Los efectos terminales ya no eran ignorables, aunque lo fueron por muchos años. De pronto sucedió uno de esos milagros de adaptación del comportamiento humano que no pueden ser explicados por el sentido común. Desear la muerte dejó de ser considerado un síntoma de enfermedad mental. “En determinadas circunstancias en las cuales mantener un cuerpo vivo produce menos ganancias y bienestar que acelerar su muerte sin dolor”. El lenguaje del positivismo en la jerga del buen morir era el resultado parcial del control parcial al que se había sometido el mercado, y su expresión más directa en los medios que quedaban. Era ley que a nadie se le podía decir qué comprar, ni cómo verse. Los trabajos perdidos en una industria llegaron a otras: La burocracia de la muerte, la de la muerte asistida. Morir era más fácil que nunca.
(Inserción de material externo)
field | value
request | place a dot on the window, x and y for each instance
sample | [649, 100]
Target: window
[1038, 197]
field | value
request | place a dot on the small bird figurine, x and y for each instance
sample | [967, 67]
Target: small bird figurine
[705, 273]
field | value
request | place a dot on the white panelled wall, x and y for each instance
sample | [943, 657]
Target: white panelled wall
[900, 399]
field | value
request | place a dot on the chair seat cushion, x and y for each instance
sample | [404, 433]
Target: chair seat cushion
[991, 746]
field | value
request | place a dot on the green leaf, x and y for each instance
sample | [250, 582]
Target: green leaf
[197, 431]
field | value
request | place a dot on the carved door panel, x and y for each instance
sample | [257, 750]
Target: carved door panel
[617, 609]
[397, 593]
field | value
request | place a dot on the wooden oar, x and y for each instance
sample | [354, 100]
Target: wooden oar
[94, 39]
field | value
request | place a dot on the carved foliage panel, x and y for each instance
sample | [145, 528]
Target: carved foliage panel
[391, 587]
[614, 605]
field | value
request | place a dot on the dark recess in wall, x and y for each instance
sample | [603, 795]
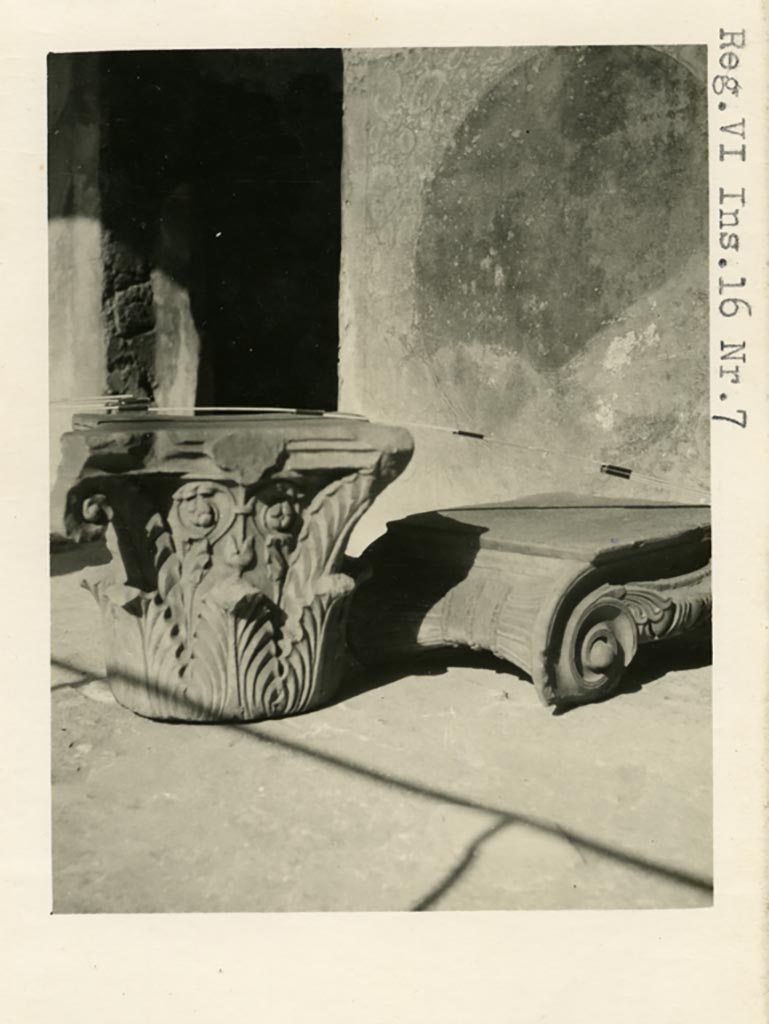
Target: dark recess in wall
[222, 169]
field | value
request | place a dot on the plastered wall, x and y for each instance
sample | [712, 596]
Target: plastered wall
[524, 254]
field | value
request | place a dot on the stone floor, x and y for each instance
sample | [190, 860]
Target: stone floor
[447, 790]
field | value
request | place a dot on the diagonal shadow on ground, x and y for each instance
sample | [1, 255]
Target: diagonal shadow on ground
[504, 815]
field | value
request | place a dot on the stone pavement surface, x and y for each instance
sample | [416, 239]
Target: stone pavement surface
[452, 788]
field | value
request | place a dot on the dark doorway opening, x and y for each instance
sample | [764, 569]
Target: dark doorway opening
[222, 169]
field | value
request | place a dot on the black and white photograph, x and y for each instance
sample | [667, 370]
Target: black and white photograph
[385, 450]
[380, 509]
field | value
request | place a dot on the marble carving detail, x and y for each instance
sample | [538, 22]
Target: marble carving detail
[243, 588]
[603, 633]
[228, 586]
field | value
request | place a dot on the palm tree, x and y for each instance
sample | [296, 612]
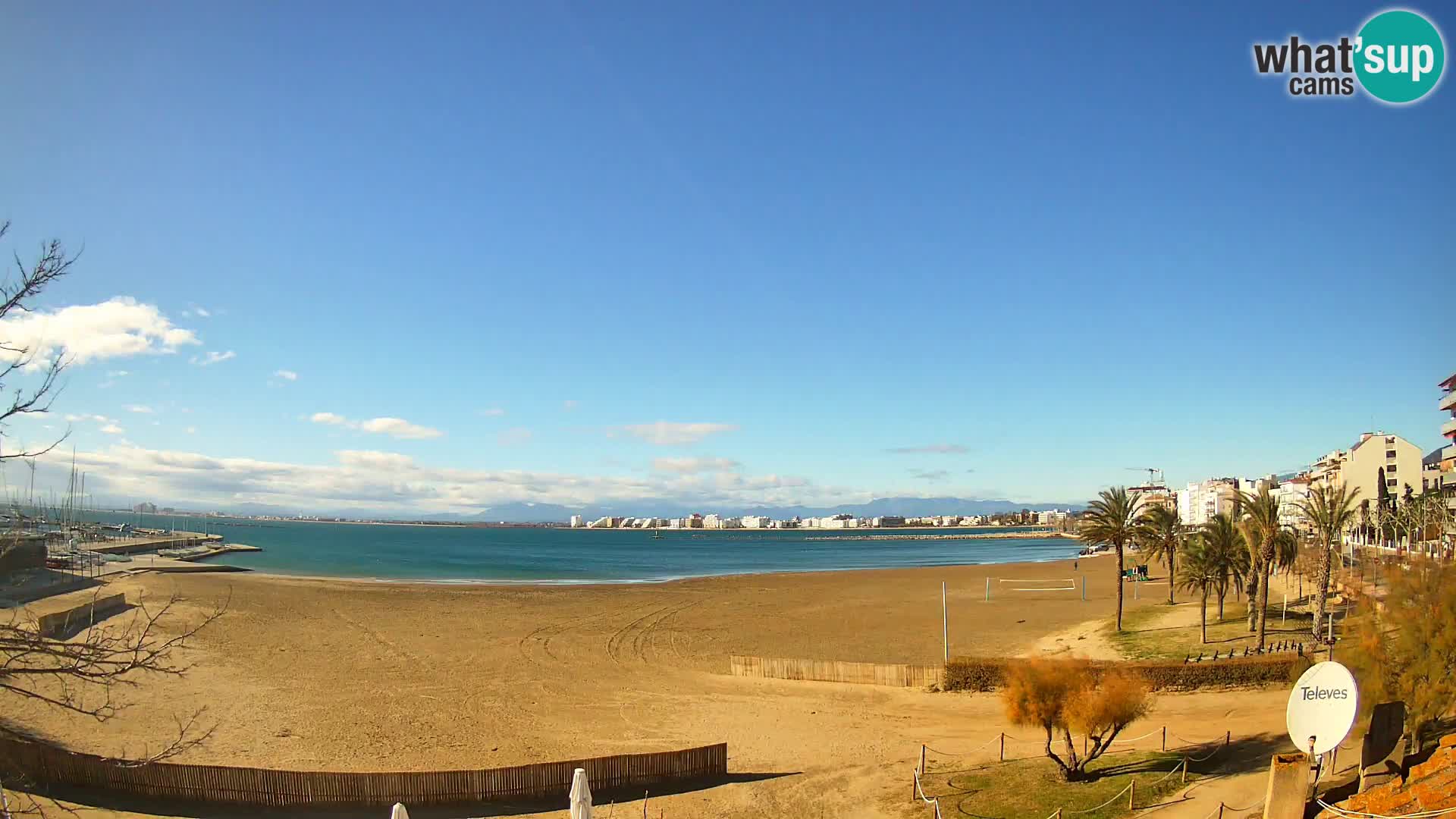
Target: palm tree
[1159, 531]
[1263, 531]
[1223, 541]
[1329, 510]
[1111, 521]
[1203, 569]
Una experiencia como cualquier otra, decían. Pero nadie te decía que incluso aquí, habiendo llegado a esta puerta que esperabas que fuese la última, debías someterte al juicio de un hombre avalado por una institución, uno que quiere protegerte de tu silencio, de los espacios que dejaste en blanco en los formularios, de toda la información no cedida, y llenar esas páginas por ti.
Anna... Un terco silencio era la última agencia que conservaría.
Le tranquilizaba saber que el algoritmo se encargaría de hacer algo se su silencio. Quedarían en algún archivo, si alguien quería desenterrarlos. La idea no era del todo improbable.